Karen was fortunate enough to be the first patient enrolled in this study, the purpose of which is to identify specific mutations in a patient’s Cancer cells and then to tailor treatment options to same. This was in large part due to her Oncologist, Dr. Howard Lim’s tireless advocacy on Karen’s behalf and to whom we remain grateful for such an opportunity.

Unfortunately for Karen, her cancer make-up showed an extremely aggressive and rare mutation with very bleak prognosis. While this never dampened Karen’s resolve or her will to fight, it made an already difficult battle that much more difficult.

The cost of sequencing a participant’s genomic make-up is extremely high and this trial currently has funding for only 30 patients. In directing donations in Karen’s name to this trial, it is our hope that someday someone else will be afforded an opportunity to partake in this trial and that somehow this trial save the life of even one cancer warrior.

On behalf of Karen’s family, please accept our heartfelt thanks for your donation to the truly remarkable efforts of the BC Cancer Agency.



Background from the BC Cancer Foundation

The objective of the Personalized Genome-Guided Decision Making study is to determine the feasibility of a revolutionary new approach to cancer care.

In the past, chemotherapy drugs for cancer patients have been tested and determined by large-scale randomized clinical trials. This methodology is useful for tumour sites where a critical mass of patients is diagnosed with a similar disease however the same approach does not adequately meet the needs of those patients whose cancers are of a rarer variety or where the primary tumour site cannot be identified. A paradigm shift in cancer care is needed - we need to be able to personalize treatment for the individual patient.

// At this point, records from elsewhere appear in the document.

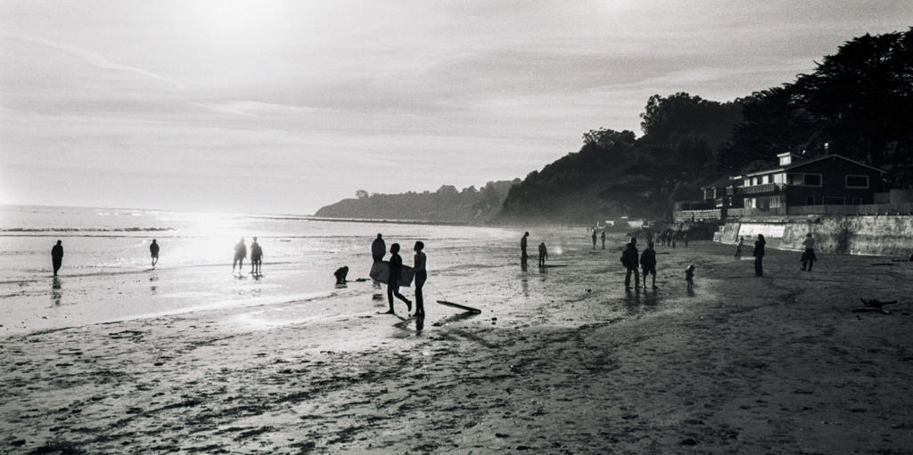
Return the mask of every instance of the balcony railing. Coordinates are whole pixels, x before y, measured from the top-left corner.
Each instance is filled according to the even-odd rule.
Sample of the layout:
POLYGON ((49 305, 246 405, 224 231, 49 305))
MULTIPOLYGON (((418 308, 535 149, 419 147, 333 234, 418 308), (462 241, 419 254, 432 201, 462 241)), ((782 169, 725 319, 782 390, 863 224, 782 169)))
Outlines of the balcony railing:
MULTIPOLYGON (((791 215, 877 215, 913 214, 913 203, 866 205, 794 205, 787 209, 791 215)), ((731 211, 729 211, 731 213, 731 211)))
POLYGON ((784 183, 764 183, 763 185, 743 186, 739 188, 740 194, 758 194, 761 192, 776 192, 783 191, 784 183))

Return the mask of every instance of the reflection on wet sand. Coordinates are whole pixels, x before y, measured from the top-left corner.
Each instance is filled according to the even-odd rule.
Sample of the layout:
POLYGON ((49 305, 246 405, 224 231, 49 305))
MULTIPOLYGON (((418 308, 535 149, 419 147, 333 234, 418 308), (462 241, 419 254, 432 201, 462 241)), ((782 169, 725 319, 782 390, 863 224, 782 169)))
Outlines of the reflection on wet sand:
POLYGON ((54 305, 60 305, 61 299, 63 299, 63 289, 60 288, 60 277, 55 276, 51 284, 51 300, 54 301, 54 305))

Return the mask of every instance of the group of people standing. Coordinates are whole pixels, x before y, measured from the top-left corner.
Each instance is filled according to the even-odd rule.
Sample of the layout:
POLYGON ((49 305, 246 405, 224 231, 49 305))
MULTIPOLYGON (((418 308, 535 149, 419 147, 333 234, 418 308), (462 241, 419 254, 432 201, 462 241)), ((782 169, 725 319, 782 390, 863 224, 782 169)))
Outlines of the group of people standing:
MULTIPOLYGON (((415 317, 425 317, 425 299, 422 295, 422 287, 425 286, 425 283, 428 280, 428 271, 426 268, 427 256, 422 251, 425 249, 425 243, 422 241, 415 242, 415 246, 413 250, 415 251, 415 265, 412 270, 415 273, 415 313, 413 314, 415 317)), ((400 278, 403 277, 403 257, 399 255, 400 245, 399 243, 394 243, 390 245, 390 274, 387 276, 387 303, 390 305, 390 310, 384 315, 395 315, 396 312, 394 311, 394 297, 396 297, 405 304, 407 311, 412 312, 412 301, 405 298, 399 292, 400 278)), ((371 243, 371 255, 374 259, 375 263, 383 261, 383 256, 387 253, 387 245, 383 242, 383 236, 377 234, 377 238, 374 242, 371 243)))
MULTIPOLYGON (((593 235, 595 231, 593 231, 593 235)), ((603 234, 605 235, 604 233, 603 234)), ((530 236, 530 233, 524 233, 523 237, 519 239, 519 264, 520 265, 526 265, 526 261, 529 259, 529 254, 526 253, 526 238, 530 236)), ((603 240, 604 242, 604 240, 603 240)), ((595 243, 594 243, 595 244, 595 243)), ((549 249, 545 247, 545 242, 539 243, 539 266, 544 267, 545 262, 549 260, 549 249)))
MULTIPOLYGON (((235 273, 235 266, 237 266, 238 274, 244 270, 244 260, 247 257, 247 245, 244 243, 244 237, 241 237, 241 242, 238 242, 237 244, 235 245, 235 261, 233 261, 231 264, 232 274, 235 273)), ((253 275, 261 274, 260 264, 262 264, 263 248, 257 243, 257 237, 254 237, 254 243, 250 244, 250 274, 253 275)))

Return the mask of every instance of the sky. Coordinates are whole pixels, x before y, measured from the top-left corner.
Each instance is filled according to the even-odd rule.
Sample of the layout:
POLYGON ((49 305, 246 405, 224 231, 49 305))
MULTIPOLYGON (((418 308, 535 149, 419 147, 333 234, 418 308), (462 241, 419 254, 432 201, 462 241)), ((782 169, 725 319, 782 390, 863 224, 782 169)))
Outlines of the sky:
POLYGON ((0 204, 311 214, 524 178, 909 0, 0 0, 0 204))

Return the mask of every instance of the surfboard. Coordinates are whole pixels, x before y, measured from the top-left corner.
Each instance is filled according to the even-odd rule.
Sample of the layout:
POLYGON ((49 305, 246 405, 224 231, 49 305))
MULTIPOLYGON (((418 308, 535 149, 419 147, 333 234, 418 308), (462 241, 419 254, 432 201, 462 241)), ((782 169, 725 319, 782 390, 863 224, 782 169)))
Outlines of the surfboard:
POLYGON ((452 306, 454 308, 459 308, 461 310, 468 311, 470 313, 475 313, 477 315, 482 312, 482 310, 480 310, 478 308, 473 308, 472 306, 467 306, 465 305, 459 305, 459 304, 455 304, 453 302, 447 302, 446 300, 438 300, 437 303, 441 304, 441 305, 446 305, 447 306, 452 306))
MULTIPOLYGON (((390 262, 388 261, 378 261, 371 266, 371 273, 368 274, 372 278, 383 283, 387 283, 387 279, 390 278, 390 262)), ((399 284, 401 286, 409 287, 412 285, 412 280, 415 276, 415 272, 412 270, 412 267, 408 265, 403 266, 403 274, 400 276, 399 284)))

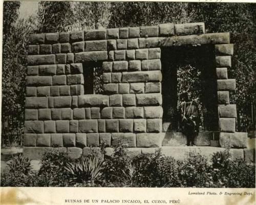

BC Cancer Agency scientists and clinicians have designed a unique study for those patients who have rare, incurable cancers for which no standard chemotherapy regimen exists. This pilot study will use advanced gene sequencing technology to identify genomic mutations or abnormalities specific to the patient's cancer. This information will then be used to identify new drug regimens that target the unique features of the patient's cancer.

Patients will be prescribed a drug regimen to be used in an unprecedented way. By closely monitoring tumour response, investigators will be able to quickly identify patients whose cancers continue to grow in the face of treatment in order to immediately switch to another regimen when possible. This initial pilot study will impact 30 patients.